Notifications are one of the most powerful tools for bringing people back to Instagram and enhancing engagement. Whether it’s a friend liking your photo, another close friend posting a story, or a suggestion for a reel you might enjoy, notifications help surface moments that matter in real time.

Instagram leverages machine learning (ML) models to decide who should get a notification, when to send it, and what content to include. These models are trained to optimize for user positive engagement such as click-through-rate (CTR) – the probability of a user clicking a notification – as well as other metrics like time spent.

However, while engagement-optimized models are effective at driving interactions, there’s a risk that they might overprioritize the product types and authors someone has previously engaged with. This can lead to overexposure to the same creators or the same product types while overlooking other valuable and diverse experiences. 

This means people could miss out on content that would give them a more balanced, satisfying, and enriched experience. Over time, this can make notifications feel spammy and increase the likelihood that people will disable them altogether. 

The real challenge lies in finding the right balance: How can we introduce meaningful diversity into the notification experience without sacrificing the personalization and relevance people on Instagram have come to expect?

To tackle this, we’ve introduced a diversity-aware notification ranking framework that helps deliver more diverse, better curated, and less repetitive notifications. This framework has significantly reduced daily notification volume while improving CTR. It also introduces several benefits:

  • The extensibility of incorporating customized soft penalty (demotion) logic for each dimension, enabling more adaptive and sophisticated diversity strategies.
  • The flexibility of tuning demotion strength across dimensions like content, author, and product type via adjustable weights.
  • The integration of balancing personalization and diversity, ensuring notifications remain both relevant and varied.

The Risks of Notifications without Diversity

The issue of overexposure in notifications often shows up in two major ways:

Overexposure to the same author: People might receive notifications that are mostly about the same friend. For example, if someone often interacts with content from a particular friend, the system may continue surfacing notifications from that person alone – ignoring other friends they also engage with. This can feel repetitive and one-dimensional, reducing the overall value of notifications.

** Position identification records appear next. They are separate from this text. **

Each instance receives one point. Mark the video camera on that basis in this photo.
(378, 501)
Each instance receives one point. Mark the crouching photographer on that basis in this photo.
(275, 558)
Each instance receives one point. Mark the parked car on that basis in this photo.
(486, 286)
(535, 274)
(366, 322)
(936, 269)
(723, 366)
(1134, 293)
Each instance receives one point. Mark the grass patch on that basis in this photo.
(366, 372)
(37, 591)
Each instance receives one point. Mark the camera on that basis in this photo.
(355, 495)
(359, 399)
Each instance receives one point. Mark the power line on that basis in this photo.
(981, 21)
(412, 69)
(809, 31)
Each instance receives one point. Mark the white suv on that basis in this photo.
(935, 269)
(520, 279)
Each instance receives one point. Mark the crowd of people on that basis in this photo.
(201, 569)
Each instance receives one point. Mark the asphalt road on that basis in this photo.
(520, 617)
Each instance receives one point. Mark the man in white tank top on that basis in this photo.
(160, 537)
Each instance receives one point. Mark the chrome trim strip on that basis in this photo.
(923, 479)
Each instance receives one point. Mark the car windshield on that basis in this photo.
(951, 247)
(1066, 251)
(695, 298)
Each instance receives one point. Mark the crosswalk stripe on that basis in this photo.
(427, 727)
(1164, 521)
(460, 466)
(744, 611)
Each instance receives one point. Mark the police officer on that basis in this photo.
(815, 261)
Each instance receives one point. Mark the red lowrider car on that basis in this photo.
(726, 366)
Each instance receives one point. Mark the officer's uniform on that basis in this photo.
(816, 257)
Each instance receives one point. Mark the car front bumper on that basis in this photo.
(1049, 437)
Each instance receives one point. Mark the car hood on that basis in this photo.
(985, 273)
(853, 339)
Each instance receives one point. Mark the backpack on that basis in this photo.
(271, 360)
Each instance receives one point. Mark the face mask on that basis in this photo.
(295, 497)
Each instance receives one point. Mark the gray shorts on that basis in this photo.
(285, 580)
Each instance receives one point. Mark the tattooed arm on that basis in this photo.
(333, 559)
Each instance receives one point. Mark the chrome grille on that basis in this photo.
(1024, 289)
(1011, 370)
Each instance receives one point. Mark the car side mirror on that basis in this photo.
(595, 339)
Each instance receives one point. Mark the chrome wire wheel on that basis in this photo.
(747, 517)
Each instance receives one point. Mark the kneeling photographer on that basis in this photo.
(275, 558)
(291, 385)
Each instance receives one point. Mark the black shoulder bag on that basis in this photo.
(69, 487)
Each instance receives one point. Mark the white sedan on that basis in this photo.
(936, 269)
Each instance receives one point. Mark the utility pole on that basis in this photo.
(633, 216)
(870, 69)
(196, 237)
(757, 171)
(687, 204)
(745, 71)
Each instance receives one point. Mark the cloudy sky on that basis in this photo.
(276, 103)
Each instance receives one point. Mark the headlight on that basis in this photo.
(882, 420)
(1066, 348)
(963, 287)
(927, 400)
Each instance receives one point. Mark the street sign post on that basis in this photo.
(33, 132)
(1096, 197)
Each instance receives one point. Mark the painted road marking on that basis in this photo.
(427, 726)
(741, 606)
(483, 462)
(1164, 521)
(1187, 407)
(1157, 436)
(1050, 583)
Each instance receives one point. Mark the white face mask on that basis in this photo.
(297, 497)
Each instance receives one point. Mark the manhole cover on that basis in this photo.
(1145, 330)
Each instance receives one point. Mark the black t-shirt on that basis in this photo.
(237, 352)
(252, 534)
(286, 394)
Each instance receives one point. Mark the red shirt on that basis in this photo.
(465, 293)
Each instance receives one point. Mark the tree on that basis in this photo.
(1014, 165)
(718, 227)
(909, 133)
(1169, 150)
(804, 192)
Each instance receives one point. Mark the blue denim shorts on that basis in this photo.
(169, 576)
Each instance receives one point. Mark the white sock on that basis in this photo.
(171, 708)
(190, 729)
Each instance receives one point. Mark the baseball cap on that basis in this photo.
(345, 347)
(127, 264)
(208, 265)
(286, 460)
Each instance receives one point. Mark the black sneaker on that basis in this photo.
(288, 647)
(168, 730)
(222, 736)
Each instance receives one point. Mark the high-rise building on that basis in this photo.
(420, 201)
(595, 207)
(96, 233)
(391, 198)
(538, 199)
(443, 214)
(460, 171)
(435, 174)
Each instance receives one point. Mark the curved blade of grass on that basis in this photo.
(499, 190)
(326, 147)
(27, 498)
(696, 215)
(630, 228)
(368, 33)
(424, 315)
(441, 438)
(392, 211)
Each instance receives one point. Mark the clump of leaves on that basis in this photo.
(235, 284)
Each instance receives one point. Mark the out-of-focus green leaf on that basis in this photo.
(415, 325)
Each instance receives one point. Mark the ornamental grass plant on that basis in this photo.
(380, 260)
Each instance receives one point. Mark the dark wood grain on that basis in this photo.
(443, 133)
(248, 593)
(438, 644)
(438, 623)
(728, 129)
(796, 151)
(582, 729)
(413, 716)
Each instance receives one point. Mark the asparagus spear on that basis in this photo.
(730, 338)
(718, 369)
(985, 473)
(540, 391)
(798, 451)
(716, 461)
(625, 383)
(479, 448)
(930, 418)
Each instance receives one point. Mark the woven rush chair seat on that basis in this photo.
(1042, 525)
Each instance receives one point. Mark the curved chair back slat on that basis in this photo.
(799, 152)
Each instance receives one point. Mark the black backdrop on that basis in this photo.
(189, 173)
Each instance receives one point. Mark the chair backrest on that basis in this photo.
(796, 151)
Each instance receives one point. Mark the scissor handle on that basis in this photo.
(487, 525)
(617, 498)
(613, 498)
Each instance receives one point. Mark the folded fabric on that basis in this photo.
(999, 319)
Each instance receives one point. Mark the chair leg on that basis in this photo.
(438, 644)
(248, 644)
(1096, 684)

Overexposure to the same product surface: People might mostly receive notifications from the same product surface such as Stories, even when Feed or Reels could provide value. For example, someone may be interested in both reel and story notifications but has recently interacted more often with stories. Because the system heavily prioritizes past engagement, it sends only story notifications, overlooking the person’s broader interests. 

Introducing Instagram’s Diversity-Aware Notification Ranking Framework

Instagram’s diversity-aware notification ranking framework is designed to enhance the notification experience by balancing the predicted potential for user engagement with the need for content diversity. This framework introduces a diversity layer on top of the existing engagement ML models, applying multiplicative penalties to the candidate scores generated by these models, as figure1, below, shows.

The diversity layer evaluates each notification candidate’s similarity to recently sent notifications across multiple dimensions such as content, author, notification type, and product surface. It then applies carefully calibrated penalties—expressed as multiplicative demotion factors—to downrank candidates that are too similar or repetitive. The adjusted scores are used to re-rank the candidates, enabling the system to select notifications that maintain high engagement potential while introducing meaningful diversity. In the end, the quality bar selects the top-ranked candidate that passes both the ranking and diversity criteria.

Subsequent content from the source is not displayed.